Une décennie critique pour Disney
Durant les années 1980, Disney a frôlé la catastrophe, enchaînant les revers au box-office. Ce contexte difficile a failli emporter le studio, notamment après l’échec commercial de Taram et le Chaudron magique. Certains spécialistes évoquent même cette période comme celle où le géant de l’animation aurait pu disparaître. Pourtant, quelques œuvres issues de cette décennie méritent d’être réévaluées, loin des échecs notoires qui ont marqué la mémoire collective.
Des pépites oubliées des années 80
Curieusement, alors que la plupart des critiques relèguent les productions de cette époque au second plan, trois films s’illustrent par leur originalité et leur qualité. Voici les titres à ne pas négliger si l’on souhaite redécouvrir cette période :
- Oliver et compagnie (1988), souvent éclipsé par le début imminent de la Renaissance Disney, séduit par sa bande-son signée Billy Joel et son énergie communicative.
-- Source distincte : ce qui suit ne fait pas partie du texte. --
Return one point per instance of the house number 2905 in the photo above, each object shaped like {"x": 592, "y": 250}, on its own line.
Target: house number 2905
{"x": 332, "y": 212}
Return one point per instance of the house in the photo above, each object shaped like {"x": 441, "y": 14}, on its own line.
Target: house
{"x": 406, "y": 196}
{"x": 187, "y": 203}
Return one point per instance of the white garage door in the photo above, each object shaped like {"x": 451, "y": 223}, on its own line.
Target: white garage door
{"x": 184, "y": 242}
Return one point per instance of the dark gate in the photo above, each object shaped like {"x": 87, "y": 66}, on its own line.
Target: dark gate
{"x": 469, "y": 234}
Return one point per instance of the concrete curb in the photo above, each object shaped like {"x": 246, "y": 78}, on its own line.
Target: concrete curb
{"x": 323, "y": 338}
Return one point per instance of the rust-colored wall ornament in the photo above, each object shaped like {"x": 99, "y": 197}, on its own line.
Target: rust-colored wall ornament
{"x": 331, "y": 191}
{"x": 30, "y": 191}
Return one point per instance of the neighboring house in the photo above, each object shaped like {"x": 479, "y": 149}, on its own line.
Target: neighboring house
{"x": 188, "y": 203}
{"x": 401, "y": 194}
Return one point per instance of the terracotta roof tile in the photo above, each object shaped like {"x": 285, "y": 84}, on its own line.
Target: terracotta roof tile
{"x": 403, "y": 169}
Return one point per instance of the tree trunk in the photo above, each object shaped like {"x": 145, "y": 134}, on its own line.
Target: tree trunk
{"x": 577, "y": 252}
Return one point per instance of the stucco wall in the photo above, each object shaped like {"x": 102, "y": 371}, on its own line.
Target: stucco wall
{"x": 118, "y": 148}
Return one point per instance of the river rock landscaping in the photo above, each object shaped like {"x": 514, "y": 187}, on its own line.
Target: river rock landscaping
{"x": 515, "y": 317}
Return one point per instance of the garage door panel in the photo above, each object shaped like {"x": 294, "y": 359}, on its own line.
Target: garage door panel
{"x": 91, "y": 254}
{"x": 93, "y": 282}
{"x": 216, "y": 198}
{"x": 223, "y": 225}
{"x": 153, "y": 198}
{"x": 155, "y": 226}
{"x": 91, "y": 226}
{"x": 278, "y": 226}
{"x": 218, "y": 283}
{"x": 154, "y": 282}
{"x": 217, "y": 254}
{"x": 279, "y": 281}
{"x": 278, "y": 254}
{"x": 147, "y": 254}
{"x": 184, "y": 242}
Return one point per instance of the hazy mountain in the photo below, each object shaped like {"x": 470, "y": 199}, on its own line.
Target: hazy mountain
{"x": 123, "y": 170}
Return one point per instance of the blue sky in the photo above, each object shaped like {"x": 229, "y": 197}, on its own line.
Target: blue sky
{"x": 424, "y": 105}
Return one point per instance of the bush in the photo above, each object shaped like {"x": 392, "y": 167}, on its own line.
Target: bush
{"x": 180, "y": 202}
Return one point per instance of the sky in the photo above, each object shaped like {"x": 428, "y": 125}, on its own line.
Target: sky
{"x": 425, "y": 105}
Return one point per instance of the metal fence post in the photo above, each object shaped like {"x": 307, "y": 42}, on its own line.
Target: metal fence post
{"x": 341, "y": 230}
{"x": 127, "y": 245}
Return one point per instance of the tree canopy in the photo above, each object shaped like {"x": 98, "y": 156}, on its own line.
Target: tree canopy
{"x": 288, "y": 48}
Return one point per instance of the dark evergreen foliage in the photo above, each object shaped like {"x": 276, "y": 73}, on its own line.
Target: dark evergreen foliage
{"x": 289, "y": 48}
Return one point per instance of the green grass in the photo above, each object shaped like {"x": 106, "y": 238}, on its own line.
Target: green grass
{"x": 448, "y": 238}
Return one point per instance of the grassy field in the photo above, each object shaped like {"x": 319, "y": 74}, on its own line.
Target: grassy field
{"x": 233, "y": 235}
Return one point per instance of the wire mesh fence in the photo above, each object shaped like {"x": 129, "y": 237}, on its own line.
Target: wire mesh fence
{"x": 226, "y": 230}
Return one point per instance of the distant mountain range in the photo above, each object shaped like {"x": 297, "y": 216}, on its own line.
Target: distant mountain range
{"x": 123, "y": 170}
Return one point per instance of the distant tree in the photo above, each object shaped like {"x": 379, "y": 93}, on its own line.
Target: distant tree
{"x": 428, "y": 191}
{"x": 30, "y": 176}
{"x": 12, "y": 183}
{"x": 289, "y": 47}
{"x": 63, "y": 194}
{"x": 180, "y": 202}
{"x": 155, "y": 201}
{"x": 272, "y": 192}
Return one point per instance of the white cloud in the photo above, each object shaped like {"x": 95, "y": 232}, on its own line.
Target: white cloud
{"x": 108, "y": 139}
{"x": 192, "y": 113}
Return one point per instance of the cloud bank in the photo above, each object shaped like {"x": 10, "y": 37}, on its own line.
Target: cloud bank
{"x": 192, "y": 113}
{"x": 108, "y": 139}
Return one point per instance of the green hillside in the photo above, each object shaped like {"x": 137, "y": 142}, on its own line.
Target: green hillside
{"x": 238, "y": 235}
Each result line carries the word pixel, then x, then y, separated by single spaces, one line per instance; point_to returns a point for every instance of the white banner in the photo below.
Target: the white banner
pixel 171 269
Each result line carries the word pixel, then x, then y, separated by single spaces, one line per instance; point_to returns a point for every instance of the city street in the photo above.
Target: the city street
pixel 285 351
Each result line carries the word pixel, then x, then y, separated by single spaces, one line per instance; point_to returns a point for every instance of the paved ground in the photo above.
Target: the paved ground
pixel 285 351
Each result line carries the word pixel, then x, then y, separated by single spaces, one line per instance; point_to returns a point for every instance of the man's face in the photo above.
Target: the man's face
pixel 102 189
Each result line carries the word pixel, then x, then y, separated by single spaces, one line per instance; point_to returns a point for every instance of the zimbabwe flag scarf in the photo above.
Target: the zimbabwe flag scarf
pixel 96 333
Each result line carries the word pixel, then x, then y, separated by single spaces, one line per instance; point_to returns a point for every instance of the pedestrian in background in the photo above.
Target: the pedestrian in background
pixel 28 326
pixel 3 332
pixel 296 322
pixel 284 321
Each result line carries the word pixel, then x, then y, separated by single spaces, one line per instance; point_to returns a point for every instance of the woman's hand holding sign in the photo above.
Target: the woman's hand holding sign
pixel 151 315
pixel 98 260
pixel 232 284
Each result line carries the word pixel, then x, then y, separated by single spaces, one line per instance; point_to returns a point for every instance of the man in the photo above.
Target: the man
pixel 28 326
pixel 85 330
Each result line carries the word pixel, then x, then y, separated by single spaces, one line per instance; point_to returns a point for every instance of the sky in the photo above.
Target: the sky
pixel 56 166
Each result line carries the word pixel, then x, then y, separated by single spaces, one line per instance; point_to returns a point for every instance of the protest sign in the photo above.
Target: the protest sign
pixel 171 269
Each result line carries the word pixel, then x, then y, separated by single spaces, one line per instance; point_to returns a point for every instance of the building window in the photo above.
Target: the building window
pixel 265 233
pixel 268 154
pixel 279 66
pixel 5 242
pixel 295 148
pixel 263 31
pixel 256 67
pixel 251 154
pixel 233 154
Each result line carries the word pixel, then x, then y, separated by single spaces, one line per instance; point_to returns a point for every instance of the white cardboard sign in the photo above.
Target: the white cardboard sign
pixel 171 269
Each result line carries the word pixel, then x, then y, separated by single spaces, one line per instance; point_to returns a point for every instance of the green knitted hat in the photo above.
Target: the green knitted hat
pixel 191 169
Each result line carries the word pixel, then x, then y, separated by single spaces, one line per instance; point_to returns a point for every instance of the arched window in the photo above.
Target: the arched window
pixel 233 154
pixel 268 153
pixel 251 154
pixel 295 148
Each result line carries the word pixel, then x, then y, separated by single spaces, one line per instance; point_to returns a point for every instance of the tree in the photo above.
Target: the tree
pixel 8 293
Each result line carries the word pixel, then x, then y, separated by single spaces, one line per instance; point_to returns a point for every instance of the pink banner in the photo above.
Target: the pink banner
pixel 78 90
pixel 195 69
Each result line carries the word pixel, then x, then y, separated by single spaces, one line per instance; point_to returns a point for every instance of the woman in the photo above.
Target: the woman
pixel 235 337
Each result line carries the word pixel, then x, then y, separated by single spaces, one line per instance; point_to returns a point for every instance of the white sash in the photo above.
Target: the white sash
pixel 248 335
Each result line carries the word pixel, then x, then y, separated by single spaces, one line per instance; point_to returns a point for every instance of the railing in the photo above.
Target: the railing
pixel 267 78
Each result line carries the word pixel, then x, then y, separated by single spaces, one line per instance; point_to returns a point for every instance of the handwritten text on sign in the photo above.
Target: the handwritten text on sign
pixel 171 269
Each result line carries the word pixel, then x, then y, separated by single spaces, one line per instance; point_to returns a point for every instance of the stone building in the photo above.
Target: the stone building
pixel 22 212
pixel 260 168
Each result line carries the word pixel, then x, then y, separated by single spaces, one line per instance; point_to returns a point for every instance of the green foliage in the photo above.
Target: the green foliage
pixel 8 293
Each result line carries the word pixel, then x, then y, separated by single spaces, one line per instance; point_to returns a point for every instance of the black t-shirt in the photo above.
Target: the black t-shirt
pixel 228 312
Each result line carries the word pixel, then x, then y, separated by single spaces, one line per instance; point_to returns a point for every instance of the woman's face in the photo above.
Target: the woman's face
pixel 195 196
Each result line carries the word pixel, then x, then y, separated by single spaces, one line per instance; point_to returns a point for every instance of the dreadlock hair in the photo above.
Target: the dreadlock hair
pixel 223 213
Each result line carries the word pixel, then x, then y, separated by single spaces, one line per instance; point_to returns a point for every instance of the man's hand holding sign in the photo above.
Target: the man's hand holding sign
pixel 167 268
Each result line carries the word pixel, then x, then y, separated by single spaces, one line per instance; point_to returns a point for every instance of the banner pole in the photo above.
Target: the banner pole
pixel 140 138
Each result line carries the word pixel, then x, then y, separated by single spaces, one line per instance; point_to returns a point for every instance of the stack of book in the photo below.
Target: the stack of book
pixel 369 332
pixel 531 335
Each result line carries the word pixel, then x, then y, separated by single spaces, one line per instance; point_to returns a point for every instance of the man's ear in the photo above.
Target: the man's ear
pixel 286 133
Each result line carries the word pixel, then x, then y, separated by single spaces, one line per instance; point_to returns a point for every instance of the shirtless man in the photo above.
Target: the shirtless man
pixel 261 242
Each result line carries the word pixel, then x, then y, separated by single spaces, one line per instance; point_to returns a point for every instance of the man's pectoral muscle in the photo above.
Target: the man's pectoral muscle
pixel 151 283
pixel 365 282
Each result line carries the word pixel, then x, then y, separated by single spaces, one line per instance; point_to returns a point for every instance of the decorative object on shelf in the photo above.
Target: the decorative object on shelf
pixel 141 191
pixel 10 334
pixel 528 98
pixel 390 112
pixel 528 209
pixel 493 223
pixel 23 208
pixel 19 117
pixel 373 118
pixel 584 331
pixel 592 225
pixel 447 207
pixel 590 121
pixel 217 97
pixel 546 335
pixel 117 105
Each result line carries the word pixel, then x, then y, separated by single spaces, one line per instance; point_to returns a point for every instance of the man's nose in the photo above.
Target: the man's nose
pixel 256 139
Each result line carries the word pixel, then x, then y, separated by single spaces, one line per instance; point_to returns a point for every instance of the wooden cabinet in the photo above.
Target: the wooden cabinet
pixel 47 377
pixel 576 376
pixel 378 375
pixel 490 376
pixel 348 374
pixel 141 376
Le film reste l’une des productions animées les plus enthousiasmantes du studio avant le retour en grâce.
- La Foire des ténèbres (1983) s’aventure dans une veine bien plus sombre, adaptant le roman fantastique de Ray Bradbury. Malgré une réception mitigée à sa sortie – sans doute en raison de son atmosphère inhabituelle pour Disney – ce long métrage demeure une curiosité audacieuse et sous-estimée.
- Basil, détective privé (1986) marque un tournant décisif : inspiré de l’univers de Sherlock Holmes, il se distingue par son inventivité narrative et la complexité de son antagoniste, Ratigan. Ce personnage n’a rien à envier aux grands méchants du studio.
L’amorce d’une nouvelle ère : la Renaissance Disney
On l’oublie souvent : sans le succès surprise du Basil, détective privé, rien n’aurait été possible. Sous la direction de John Musker et Ron Clements, ce film a engrangé plus de 50 millions de dollars pour un budget modeste. Cette réussite a incité Disney à accorder davantage de confiance au duo, qui allait signer ensuite des classiques tels que La petite sirène, mais aussi Aladdin, ou encore Hercules. Leurs créations ont pavé la voie à ce que l’on nomme désormais la « Renaissance Disney ».
Nouvelles perspectives sur une décennie mésestimée
Finalement, considérer que toute la production des années 80 fut un échec serait passer à côté d’œuvres charnières qui ont préparé le retour triomphal du studio. Redonner leur juste place à ces films permet non seulement de nuancer l’histoire du géant hollywoodien mais aussi d’apprécier pleinement la transition vers une période créative majeure.